The Chama Beehive

Day 43: June 5, 2019

Destination: CDT Mile 792.4 (Cumbres Pass/Chama)

Today’s Miles: 0

Start Location: CDT Mile 792.4 (Cumbres Pass/Chama)

Trip Miles: 664.5

I’m trying to catch up on my journal, so I’m going to keep these next two town entries brief. Today I spent figuring out what I’m going to do.

I learned in the last section that I really don’t enjoy the combination of high elevation, storms, and snow travel. It was stressful for me. So, I decided going through the San Juans is out for me at this time.

At first I thought I would flip up to Encampment in Southern Wyoming, then hike north to Canada and come back and hike Colorado last. I called locals in Encampment and learned that the snow conditions there aren’t bad at all. BUT, I found out that the Wind River Range and Shoshone National Forest in Wyoming got hit really hard with snow this year. Reports are that the rangers there haven’t been able to get in to anything over 9000 feet. Encampment to Shoshone is only about two weeks of hiking, so I would likely get to the Winds too soon. Likewise, if I went to Wyoming just before the Winds and hiked south, I might get to the Rockies and still have tons of snow.

I decided it was best to use one of the lower elevation alternates in Colorado and keep pushing north. This year it is virtually impossible not to rob Peter to pay Paul. I decided to cut out the San Juans and hike what is called the Great Divide Alternate in Guthook. There are a LOT of alternates in Colorado because of snow and storms. This one goes east of the San Juans, but does get up over 11,000 feet in two segments. It passes through the towns of Platoro and Del Norte. I plan to hike this route past Del Norte to the regular CDT, then go back up into the sky and hike at elevation to Monarch Pass, where I’ll head into Salida. I’ll bring my snowshoes. I bounced my ice axe and spikes to Salida.

I feel good about this because it’s two weeks of hiking, and a lot of snow in the Rockies and the Winds can melt in two weeks. I’ll get to Salida and assess whether or not I can proceed through the Rockies with minimal winter mountaineering.

After figuring that out, I picked up a box with my maps and winter gear that my parents kindly sent me. The Visitors Center in Chama has free bikes for hikers to use while in town, so I rode the 2 miles to the post office.

Chama was a beehive of hikers bouncing route plans off of each other.

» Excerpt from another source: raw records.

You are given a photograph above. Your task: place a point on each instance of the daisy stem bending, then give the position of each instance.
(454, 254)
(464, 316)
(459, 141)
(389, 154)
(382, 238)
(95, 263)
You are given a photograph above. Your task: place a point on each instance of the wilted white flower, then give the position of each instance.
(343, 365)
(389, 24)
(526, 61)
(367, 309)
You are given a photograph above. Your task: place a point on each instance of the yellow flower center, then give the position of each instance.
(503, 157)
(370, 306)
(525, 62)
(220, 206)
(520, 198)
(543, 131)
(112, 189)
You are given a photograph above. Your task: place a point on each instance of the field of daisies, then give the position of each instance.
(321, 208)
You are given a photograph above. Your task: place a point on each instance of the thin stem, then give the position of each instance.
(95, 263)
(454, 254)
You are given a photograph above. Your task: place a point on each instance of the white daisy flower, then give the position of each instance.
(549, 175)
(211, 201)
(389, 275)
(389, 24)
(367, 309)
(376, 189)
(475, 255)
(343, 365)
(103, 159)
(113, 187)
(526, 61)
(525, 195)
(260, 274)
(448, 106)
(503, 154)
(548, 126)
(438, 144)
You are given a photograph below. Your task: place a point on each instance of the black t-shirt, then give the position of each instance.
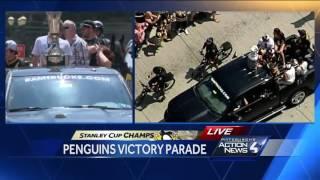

I was so grateful for this, because I largely decided on my route by sharing my dilemma with Mouse, and then her taking me over to the Y Hotel to talk with a hiker named Blasphemy who had already decided to hike the Great Divide Alternate.

I spent the rest of the day looking at elevation profiles and deciding what gear to take, and where to send other stuff. I let Zpacks know to send my tent struts and jacket to Salida. I ate a lot of food. It was a good day and a productive zero. I had a plan and felt reenergized. I also learned that the hikers in front of me in the last stretch did NOT drop Wilson in the trail. Poor Wilson.... I still want to relay his adventures at some point!